When stories like this one actually have to be written and pushed out, it is clear that there is something wrong with efforts to bring a fractured Democratic Party together:
Hillary Rodham Clinton says she truly wants Barack Obama to win the White House, even though he dashed her own presidential dreams. And she’s going to keep saying it, despite the doubters.
The New York senator was campaigning here in Nevada Friday for her former rival, her first appearance for Obama since the two appeared together in Unity, N.H., in June.
In another sign of growing detente between the House of Clinton and the House of Obama, Democrats said Bill Clinton would speak on the third night of this month’s national convention in Denver.
The Clintons’ efforts on Obama’s behalf may ease worries within the party that bad feelings from the long primary battle might erupt at the convention.
“It’s as old as, you know, Greek drama,” Sen. Clinton told supporters in a speech to a private gathering, which was later posted on the Web.
What particular “Greek drama” is being replayed here is anyone’s guess. But drawing from Greek mythology, those whom the gods destroy, they first make proud. The Clintons were certainly proud before they were destroyed. The Obama campaign is certainly proud now and . . . well, we shall see.
Speaking of drama . . .
Giving both Clintons big speeches at the convention may help generate excitement, but it also gives them a lot of attention at a gathering that’s supposed to be about the nominee, Obama.

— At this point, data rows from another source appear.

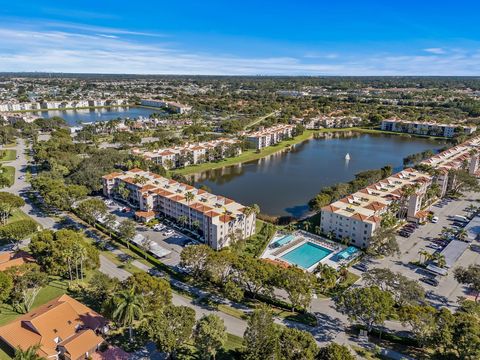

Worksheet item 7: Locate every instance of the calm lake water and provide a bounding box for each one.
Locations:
[33,107,161,126]
[194,133,445,218]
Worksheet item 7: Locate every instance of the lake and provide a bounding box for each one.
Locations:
[194,132,445,218]
[32,107,162,126]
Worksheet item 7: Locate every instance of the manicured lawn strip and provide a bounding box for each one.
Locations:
[0,149,17,161]
[224,334,243,350]
[172,127,445,175]
[241,219,274,257]
[173,130,315,175]
[2,166,15,186]
[7,209,31,224]
[0,279,68,326]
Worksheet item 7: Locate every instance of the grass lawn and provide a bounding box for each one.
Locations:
[0,149,17,161]
[239,219,275,257]
[7,209,31,224]
[0,279,68,328]
[173,130,315,175]
[1,166,15,186]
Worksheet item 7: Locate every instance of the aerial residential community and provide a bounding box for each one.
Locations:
[0,0,480,360]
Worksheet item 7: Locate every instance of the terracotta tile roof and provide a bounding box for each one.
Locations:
[322,205,340,212]
[169,195,185,201]
[351,213,368,221]
[205,211,220,217]
[190,203,213,213]
[58,329,104,359]
[0,251,35,271]
[0,295,106,356]
[220,215,234,223]
[135,210,155,218]
[102,172,122,180]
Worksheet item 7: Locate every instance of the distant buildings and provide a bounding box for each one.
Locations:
[103,169,256,250]
[132,139,242,169]
[382,119,477,138]
[291,116,363,130]
[320,137,480,248]
[140,99,192,114]
[320,169,432,248]
[0,295,108,360]
[243,124,295,150]
[0,99,129,112]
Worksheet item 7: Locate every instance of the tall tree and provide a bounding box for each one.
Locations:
[243,306,279,360]
[194,314,227,359]
[335,286,395,332]
[112,286,144,341]
[279,327,318,360]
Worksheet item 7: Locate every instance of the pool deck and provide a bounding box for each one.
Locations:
[261,230,347,272]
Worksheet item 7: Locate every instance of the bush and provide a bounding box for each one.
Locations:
[0,219,38,241]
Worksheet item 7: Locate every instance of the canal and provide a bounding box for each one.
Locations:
[32,107,161,126]
[193,132,445,218]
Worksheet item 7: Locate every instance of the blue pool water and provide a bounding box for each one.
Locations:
[281,241,332,269]
[336,246,358,260]
[272,235,295,247]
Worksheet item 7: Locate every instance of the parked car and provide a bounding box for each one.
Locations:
[420,276,438,286]
[352,263,368,272]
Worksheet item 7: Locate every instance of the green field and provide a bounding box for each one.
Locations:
[0,166,15,186]
[0,149,17,161]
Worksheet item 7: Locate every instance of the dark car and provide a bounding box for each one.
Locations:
[420,277,438,286]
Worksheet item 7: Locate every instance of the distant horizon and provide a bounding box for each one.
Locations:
[0,0,480,76]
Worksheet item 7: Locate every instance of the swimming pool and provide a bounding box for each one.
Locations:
[281,241,332,269]
[335,246,359,260]
[272,235,295,247]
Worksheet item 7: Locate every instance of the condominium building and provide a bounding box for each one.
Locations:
[422,137,480,196]
[0,295,108,360]
[103,169,256,250]
[132,139,242,169]
[382,119,477,138]
[140,99,192,114]
[320,169,432,248]
[245,124,295,150]
[0,99,128,112]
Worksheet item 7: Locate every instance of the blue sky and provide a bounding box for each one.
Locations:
[0,0,480,75]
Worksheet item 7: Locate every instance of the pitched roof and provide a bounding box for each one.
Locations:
[0,251,35,271]
[0,295,106,356]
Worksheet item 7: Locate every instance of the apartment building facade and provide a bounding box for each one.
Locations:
[140,99,192,114]
[0,99,128,112]
[381,119,477,138]
[421,137,480,196]
[102,169,256,250]
[132,139,242,169]
[245,124,295,150]
[320,169,432,248]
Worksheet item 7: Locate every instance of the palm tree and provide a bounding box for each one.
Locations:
[112,286,144,341]
[178,215,188,226]
[13,344,46,360]
[303,221,312,231]
[185,191,195,228]
[243,206,254,237]
[457,229,468,241]
[418,249,430,263]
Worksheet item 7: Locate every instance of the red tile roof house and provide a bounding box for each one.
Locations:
[0,295,108,360]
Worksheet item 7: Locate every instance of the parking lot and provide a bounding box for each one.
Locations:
[353,193,480,308]
[100,198,194,266]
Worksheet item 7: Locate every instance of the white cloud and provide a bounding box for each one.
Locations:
[423,48,446,55]
[0,25,480,75]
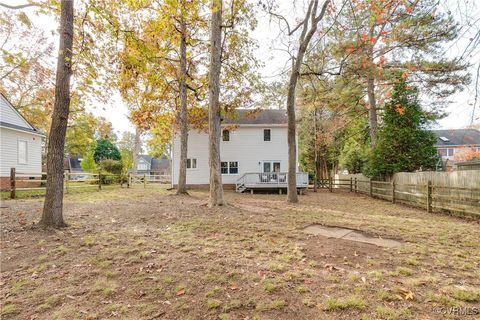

And Bill Clinton in particular has at times seemed grudging in his praise of the man who stopped his wife’s able ascent.
Asked earlier this week if Obama was ready to be president, Clinton gave a philosophical, not political answer.
“You could argue that no one’s ever ready to be president. I mean, I certainly learned a lot about the job in the first year. You could argue that even if you’ve been vice president for eight years that no one can ever be fully ready for the pressures of the office and that everyone learns something, and something different. You could argue that,” Clinton said.
You just can’t highlight that quote enough. It is breathtaking in its damnation by faint praise.
I suppose that we ought to wait and see whether there will actually be a roll call vote that includes Hillary Clinton’s name in nomination. She has said that such an endeavor may be necessary merely to ensure that there is a healthy “catharsis” for Clinton voters. But as Barack Obama has said, he doesn’t want catharsis. He just wants a unified party.
But either because of media buildup or because of objective facts on the ground, he hasn’t quite gotten that unified party just yet.